A total of 18,849 single nucleotide polymorphisms were obtained from genotyping by sequencing
and used to estimate genetic parameters (heritability and genetic correlation) and the prediction
accuracy of genomic selection for these traits. Multi-locus mixed model analysis indicated high
estimates of heritability for edibility traits; 0.44 for moisture content, 0.59 for taste, and 0.72 for
tenderness. The morphometric traits, shell length, shell width, shell depth and shell weight had
estimated genomic heritabilities ranging from 0.28 to 0.55. The genomic heritabilities were relatively
low for the disease related traits: Polydora sp. prevalence (0.11) and M. chungmuensis (0.10).
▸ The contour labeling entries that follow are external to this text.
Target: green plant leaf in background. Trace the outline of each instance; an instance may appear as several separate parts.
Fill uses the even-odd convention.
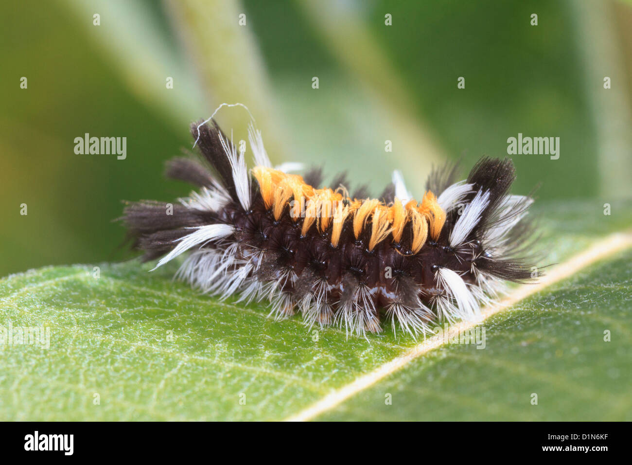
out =
[[[173,267],[149,273],[135,261],[9,276],[0,321],[49,328],[50,347],[2,345],[0,416],[630,419],[632,208],[611,209],[539,207],[540,245],[559,264],[542,288],[518,287],[511,305],[486,311],[484,350],[274,322],[262,306],[218,302],[173,282]]]

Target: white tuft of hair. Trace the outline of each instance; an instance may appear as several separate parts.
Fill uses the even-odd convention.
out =
[[[441,267],[437,271],[439,286],[448,297],[456,301],[456,316],[471,321],[478,316],[480,307],[476,298],[468,289],[463,278],[449,268]]]
[[[402,176],[401,171],[396,170],[393,171],[391,180],[395,185],[395,197],[399,199],[402,204],[406,204],[413,198],[412,194],[406,188],[406,183],[404,182],[404,177]]]
[[[155,268],[152,270],[152,271],[159,266],[162,266],[167,262],[173,259],[192,247],[200,244],[204,245],[209,241],[228,237],[234,232],[234,228],[230,225],[224,224],[209,225],[197,228],[188,228],[187,229],[195,229],[197,230],[191,233],[191,234],[188,234],[184,237],[181,237],[174,240],[174,242],[179,242],[179,244],[173,251],[161,259],[160,261],[158,262],[158,264],[155,266]]]
[[[237,191],[237,197],[241,204],[243,209],[250,208],[250,176],[246,166],[244,152],[237,155],[237,148],[233,143],[233,133],[231,133],[231,140],[225,140],[219,134],[219,141],[222,144],[224,152],[228,158],[233,170],[233,180],[234,181],[235,190]]]
[[[459,202],[463,199],[463,197],[473,192],[472,190],[473,185],[466,183],[465,179],[455,183],[441,192],[437,198],[437,202],[446,211],[446,213],[447,213],[458,206]]]
[[[460,245],[471,232],[474,227],[480,221],[480,215],[489,203],[489,191],[479,191],[477,193],[457,220],[454,228],[450,233],[450,245]]]
[[[264,139],[261,137],[261,131],[255,128],[252,121],[248,125],[248,140],[250,142],[252,154],[255,157],[255,165],[272,168],[272,163],[268,157],[265,147],[264,147]]]

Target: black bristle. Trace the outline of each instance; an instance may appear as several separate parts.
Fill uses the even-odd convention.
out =
[[[226,188],[233,199],[236,199],[237,190],[233,179],[233,170],[220,142],[221,137],[225,140],[228,139],[215,120],[211,120],[210,123],[202,123],[204,121],[200,120],[191,124],[191,134],[193,140],[197,140],[197,146],[199,147],[205,159],[217,173],[219,182]]]
[[[210,187],[213,177],[199,161],[178,157],[165,164],[165,176],[170,179],[184,181],[198,187]]]

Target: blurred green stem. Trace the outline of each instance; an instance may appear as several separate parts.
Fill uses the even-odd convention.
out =
[[[267,75],[255,44],[250,22],[240,25],[245,9],[226,0],[166,0],[165,3],[183,43],[189,52],[207,93],[209,117],[220,104],[246,105],[262,130],[265,147],[273,161],[286,160],[287,142],[272,101]],[[217,119],[234,137],[245,139],[248,116],[239,108],[222,109]]]
[[[305,10],[331,52],[364,85],[365,91],[380,108],[379,113],[386,132],[392,134],[391,139],[394,147],[397,147],[393,156],[404,168],[404,175],[406,172],[416,173],[416,177],[427,173],[432,164],[445,160],[445,153],[411,104],[398,71],[352,5],[334,0],[296,3]]]
[[[597,139],[600,192],[605,197],[628,197],[632,174],[632,117],[628,80],[615,33],[610,1],[568,1],[576,24],[585,70],[585,86]],[[604,88],[604,78],[611,88]]]

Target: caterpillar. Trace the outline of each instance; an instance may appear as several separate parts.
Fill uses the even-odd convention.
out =
[[[420,202],[395,171],[370,198],[363,188],[350,194],[344,175],[318,187],[320,170],[273,167],[252,123],[250,171],[214,120],[191,132],[198,156],[171,160],[166,175],[199,190],[171,214],[164,202],[127,202],[119,220],[155,268],[188,252],[176,277],[204,293],[265,299],[276,319],[298,311],[310,327],[337,325],[348,336],[390,322],[416,337],[433,321],[475,319],[504,282],[532,279],[533,200],[509,193],[509,158],[483,158],[461,181],[457,164],[434,169]]]

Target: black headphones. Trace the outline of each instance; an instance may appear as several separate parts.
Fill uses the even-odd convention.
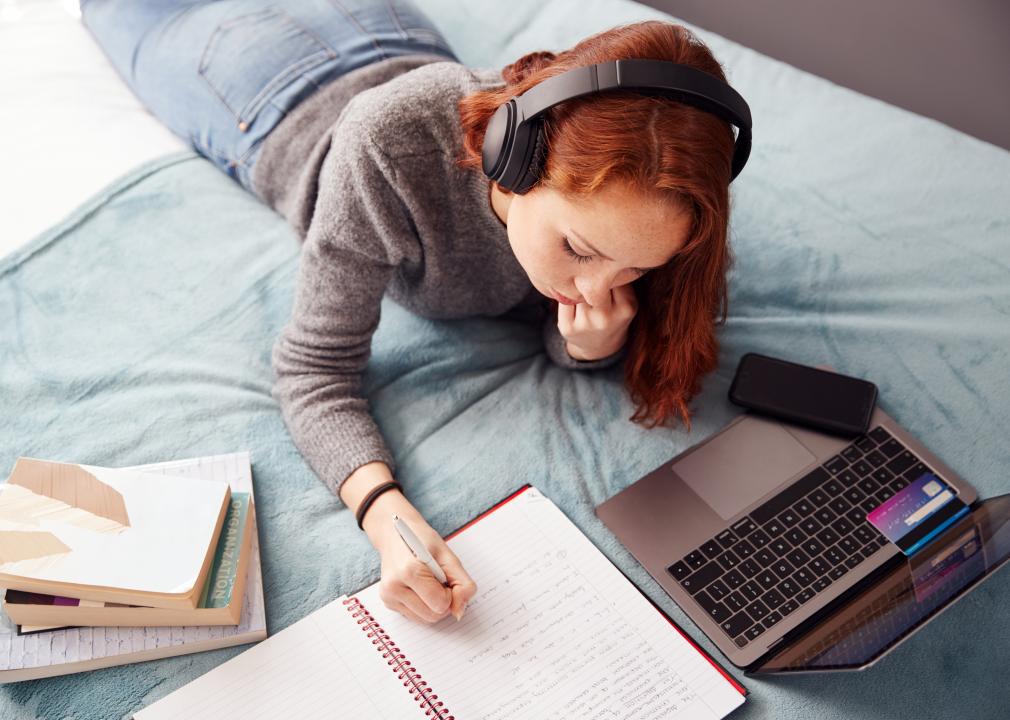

Genomic
correlations between whole weight and other morphometric traits were from moderate to high and
positive (0.58–0.90). However, unfavourably positive genomic correlations were observed between
whole weight and the disease traits (0.35–0.37). The genomic best linear unbiased prediction method
(GBLUP) showed slightly higher accuracy for the traits studied (0.240–0.794) compared with both
BayesA and BayesCπ methods but these differences were not significant. In addition, there is a large
potential for using low-density SNP markers for genomic selection in this population at a number of
3000 SNPs. Therefore, there is the prospect to improve morphometric, edibility and disease related
traits using genomic information in this species.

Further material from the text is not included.